Project description:Allelic expression imbalance (AEI), quantified by the relative expression of two alleles of a gene in a diploid organism, can help explain phenotypic variations among individuals. Traditional methods detect AEI using bulk RNA sequencing (RNA-seq) data, a data type that averages out cell-to-cell heterogeneity in gene expression across cell types. Since the patterns of AEI may vary across different cell types, it is desirable to study AEI in a cell-type-specific manner.
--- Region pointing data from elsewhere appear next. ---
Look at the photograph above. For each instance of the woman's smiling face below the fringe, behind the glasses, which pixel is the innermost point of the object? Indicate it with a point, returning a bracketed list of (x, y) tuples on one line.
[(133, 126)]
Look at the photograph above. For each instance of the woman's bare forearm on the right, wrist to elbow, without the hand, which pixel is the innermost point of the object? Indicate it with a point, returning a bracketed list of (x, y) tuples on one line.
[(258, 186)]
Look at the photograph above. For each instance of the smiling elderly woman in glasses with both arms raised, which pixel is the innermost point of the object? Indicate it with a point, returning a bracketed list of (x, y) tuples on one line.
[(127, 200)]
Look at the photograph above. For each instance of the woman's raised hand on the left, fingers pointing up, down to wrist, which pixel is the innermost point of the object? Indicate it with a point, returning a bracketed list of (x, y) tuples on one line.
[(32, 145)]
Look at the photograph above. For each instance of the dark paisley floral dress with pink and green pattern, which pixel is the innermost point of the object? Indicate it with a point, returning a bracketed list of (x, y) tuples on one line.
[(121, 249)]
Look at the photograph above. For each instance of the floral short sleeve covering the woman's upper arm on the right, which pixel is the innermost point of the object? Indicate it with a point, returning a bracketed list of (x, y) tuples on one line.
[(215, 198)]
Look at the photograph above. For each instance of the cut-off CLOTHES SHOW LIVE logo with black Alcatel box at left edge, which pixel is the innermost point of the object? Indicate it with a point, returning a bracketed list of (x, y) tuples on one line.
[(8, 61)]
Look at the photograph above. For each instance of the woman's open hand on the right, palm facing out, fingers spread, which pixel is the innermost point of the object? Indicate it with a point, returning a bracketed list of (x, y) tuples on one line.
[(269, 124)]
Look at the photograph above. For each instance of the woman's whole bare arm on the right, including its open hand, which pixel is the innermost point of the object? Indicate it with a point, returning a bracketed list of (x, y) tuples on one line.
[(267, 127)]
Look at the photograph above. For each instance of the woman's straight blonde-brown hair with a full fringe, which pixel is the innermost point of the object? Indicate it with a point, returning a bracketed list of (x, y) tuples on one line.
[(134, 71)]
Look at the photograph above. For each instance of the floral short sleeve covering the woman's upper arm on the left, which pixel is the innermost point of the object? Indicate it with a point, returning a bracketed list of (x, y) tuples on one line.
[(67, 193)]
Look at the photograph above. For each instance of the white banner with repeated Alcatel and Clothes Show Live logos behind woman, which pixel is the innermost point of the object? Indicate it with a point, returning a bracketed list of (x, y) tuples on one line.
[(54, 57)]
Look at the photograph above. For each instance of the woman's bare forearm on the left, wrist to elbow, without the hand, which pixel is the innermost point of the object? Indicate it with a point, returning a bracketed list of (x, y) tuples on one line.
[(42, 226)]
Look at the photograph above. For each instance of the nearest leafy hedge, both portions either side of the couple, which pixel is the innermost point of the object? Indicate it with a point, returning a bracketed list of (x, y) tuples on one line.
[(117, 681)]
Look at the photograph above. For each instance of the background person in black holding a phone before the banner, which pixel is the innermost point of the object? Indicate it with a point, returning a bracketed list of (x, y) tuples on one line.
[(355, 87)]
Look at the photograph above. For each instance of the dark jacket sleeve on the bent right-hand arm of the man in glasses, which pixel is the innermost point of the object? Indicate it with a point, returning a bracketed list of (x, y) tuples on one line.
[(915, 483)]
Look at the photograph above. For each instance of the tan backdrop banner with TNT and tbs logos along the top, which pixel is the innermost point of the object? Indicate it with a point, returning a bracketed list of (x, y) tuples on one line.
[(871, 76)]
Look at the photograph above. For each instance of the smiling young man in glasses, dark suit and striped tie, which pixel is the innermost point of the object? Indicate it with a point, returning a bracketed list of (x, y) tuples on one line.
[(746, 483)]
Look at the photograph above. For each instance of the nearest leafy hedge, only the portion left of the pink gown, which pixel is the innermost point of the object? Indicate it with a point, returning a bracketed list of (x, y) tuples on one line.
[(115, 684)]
Although this can be achieved by single-cell RNA sequencing (scRNA-seq), it requires full-length transcript to be sequenced in single cells of a large number of individuals, which are still cost prohibitive to generate. To overcome this limitation and utilize the vast amount of existing disease relevant bulk tissue RNA-seq data, we developed BSCET, which enables the characterization of cell-type-specific AEI in bulk RNA-seq data by integrating cell type composition information inferred from a small set of scRNA-seq samples, possibly obtained from an external dataset. By modeling covariate effect, BSCET can also detect genes whose cell-type-specific AEI are associated with clinical factors. Through extensive benchmark evaluations, we show that BSCET correctly detected genes with cell-type-specific AEI and differential AEI between healthy and diseased samples using bulk RNA-seq data. BSCET also uncovered cell-type-specific AEIs that were missed in bulk data analysis when the directions of AEI are opposite in different cell types. We further applied BSCET to two pancreatic islet bulk RNA-seq datasets, and detected genes showing cell-type-specific AEI that are related to the progression of type 2 diabetes. Since bulk RNA-seq data are easily accessible, BSCET provides a convenient tool to integrate information from scRNA-seq data to gain insight on AEI with cell type resolution. Results from such analysis will advance our understanding of cell type contributions in human diseases.